L'ex presidente Smuraglia aveva appoggiato gli aiuti militari a Kiev

Il partigiano che bocciò l'Anpi filorussa

«Un popolo che resiste contro l'invasore va aiutato in tutti i modi possibili. Anche con le armi».

Alla vigilia dei 99 anni, il partigiano Carlo Smuraglia (morto nella notte tra lunedì e martedì) si è ritrovato a dover spiegare alla «sua» Anpi cosa sia la Resistenza, e perché si debba stare dalla parte dell'Ucraina e non da quella di un vacuo «pacifismo» che fa solo il gioco del regime assassino di Putin. Una lezione lucidissima e memorabile, impartita proprio mentre l'organizzazione di cui era ancora presidente onorario si scagliava contro l'appoggio del governo italiano e dell'Occidente a Kiev e alla sua difesa dall'invasione russa: «Di armi, nella nostra Resistenza contro i nazifascisti, avevamo estremo bisogno: ce le fornivano gli Alleati. E ricordo bene che era una festa quando di notte arrivava l'aereo, buttava giù i pacchi col paracadute e dentro c'erano le armi di cui avevamo assoluta necessità». Per questo, spiegava nel marzo scorso, «capisco perché è indispensabile per gli ucraini riceverle, con ogni mezzo: senza, non si può fare la resistenza».

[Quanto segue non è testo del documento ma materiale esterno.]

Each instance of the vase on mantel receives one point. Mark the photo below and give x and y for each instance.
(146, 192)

Parole scandite con implacabile nettezza, proprio mentre il presidente Anpi Gianfranco Pagliarulo (che, essendo nato nel 1949, la lotta al nazifascismo la ha fatta nel tinello di casa) schierava l'associazione su una linea di «pacifismo» filo-russo e ingiungeva al governo di fermare gli aiuti alla resistenza ucraina. Una deriva dolorosa per chi, come Smuraglia, aveva guidato l'Anpi fino al 2017 e conosceva sulla propria carne il prezzo pagato da chi «deve resistere contro la violenza e la prepotenza» di un invasore. Ma, grazie al suo monito, il gruppo dirigente Anpi ha poi costretto Pagliarulo ad una goffa marcia indietro e a riconoscere, sia pur obtorto collo, che «quella ucraina è Resistenza».

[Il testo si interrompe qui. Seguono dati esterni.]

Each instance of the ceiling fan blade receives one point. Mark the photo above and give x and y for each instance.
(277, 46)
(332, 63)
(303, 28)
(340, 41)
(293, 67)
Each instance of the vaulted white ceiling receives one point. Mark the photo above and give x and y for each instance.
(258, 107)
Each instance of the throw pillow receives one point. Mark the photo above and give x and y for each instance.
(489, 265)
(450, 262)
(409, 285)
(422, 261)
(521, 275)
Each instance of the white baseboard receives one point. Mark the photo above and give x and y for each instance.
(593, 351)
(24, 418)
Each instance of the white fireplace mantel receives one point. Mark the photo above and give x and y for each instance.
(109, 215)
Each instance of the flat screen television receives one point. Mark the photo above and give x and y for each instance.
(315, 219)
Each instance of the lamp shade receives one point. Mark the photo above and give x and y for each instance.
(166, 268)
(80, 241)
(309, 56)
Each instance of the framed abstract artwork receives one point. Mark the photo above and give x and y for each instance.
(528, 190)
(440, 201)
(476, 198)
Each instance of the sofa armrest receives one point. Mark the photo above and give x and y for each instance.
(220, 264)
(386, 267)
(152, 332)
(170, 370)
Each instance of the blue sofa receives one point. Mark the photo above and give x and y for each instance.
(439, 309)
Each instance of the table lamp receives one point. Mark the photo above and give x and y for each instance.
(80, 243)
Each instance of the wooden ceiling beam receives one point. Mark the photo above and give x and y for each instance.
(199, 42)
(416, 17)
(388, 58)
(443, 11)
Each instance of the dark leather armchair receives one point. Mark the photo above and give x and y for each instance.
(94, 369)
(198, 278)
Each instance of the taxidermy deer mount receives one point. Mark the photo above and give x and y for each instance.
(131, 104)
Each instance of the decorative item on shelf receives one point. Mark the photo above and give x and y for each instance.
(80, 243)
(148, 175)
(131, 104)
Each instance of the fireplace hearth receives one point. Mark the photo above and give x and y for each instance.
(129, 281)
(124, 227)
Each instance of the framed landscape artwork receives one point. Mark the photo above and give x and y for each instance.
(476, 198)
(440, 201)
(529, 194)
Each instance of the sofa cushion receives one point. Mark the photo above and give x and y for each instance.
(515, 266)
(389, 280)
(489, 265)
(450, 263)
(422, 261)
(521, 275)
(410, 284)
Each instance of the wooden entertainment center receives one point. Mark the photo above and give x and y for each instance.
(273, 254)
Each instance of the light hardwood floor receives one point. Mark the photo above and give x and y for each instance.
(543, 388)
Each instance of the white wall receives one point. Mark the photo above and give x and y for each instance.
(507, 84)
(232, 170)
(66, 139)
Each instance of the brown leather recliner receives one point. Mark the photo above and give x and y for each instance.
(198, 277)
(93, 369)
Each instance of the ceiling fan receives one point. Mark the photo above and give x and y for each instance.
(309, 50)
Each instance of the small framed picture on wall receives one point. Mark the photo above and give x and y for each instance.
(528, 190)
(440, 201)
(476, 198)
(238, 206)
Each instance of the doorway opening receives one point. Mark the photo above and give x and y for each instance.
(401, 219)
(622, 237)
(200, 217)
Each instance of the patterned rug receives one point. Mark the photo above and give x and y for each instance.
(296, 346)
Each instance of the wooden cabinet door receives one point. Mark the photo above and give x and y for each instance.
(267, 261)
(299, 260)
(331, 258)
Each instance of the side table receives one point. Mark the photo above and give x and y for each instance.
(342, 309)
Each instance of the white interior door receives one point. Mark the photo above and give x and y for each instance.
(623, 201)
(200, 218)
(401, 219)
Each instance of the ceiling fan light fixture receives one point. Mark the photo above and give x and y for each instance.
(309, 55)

Nato nel 1923 ad Ancora, Carlo Smuraglia aveva lasciato gli studi per unirsi, appena ventenne, alla Resistenza: volontario nel Gruppo di Combattimento «Cremona», alle dipendenze operative dell'ottava Armata Britannica, ha combattuto sul fronte adriatico fino alla resa dei nazifascisti. Dopo la Liberazione fu avvocato e docente di diritto, senza mai dismettere l'impegno politico. Consigliere regionale del Pci in Lombardia dal 1970 al 1985, poi eletto dal Parlamento come componente laico del Consiglio superiore della magistratura, fino al 1990. Infine senatore Ds per tre legislature, fino al 2001. Nel 2011 diventò presidente nazionale dell'Anpi, confermato nella carica fino al 2017: ultimo, tra i leader dell'Associazione partigiani, ad aver fatto sul serio la guerra di liberazione. «Con lui - ha ricordato ieri il presidente della Repubblica Mattarella - scompare una delle ultime figure del movimento partigiano che concorse alla fondazione della Repubblica e a vivificarne la democrazia».

Una democrazia, ricordava in una delle ultime interviste, cui «bisogna essere affezionati» per saperla difendere.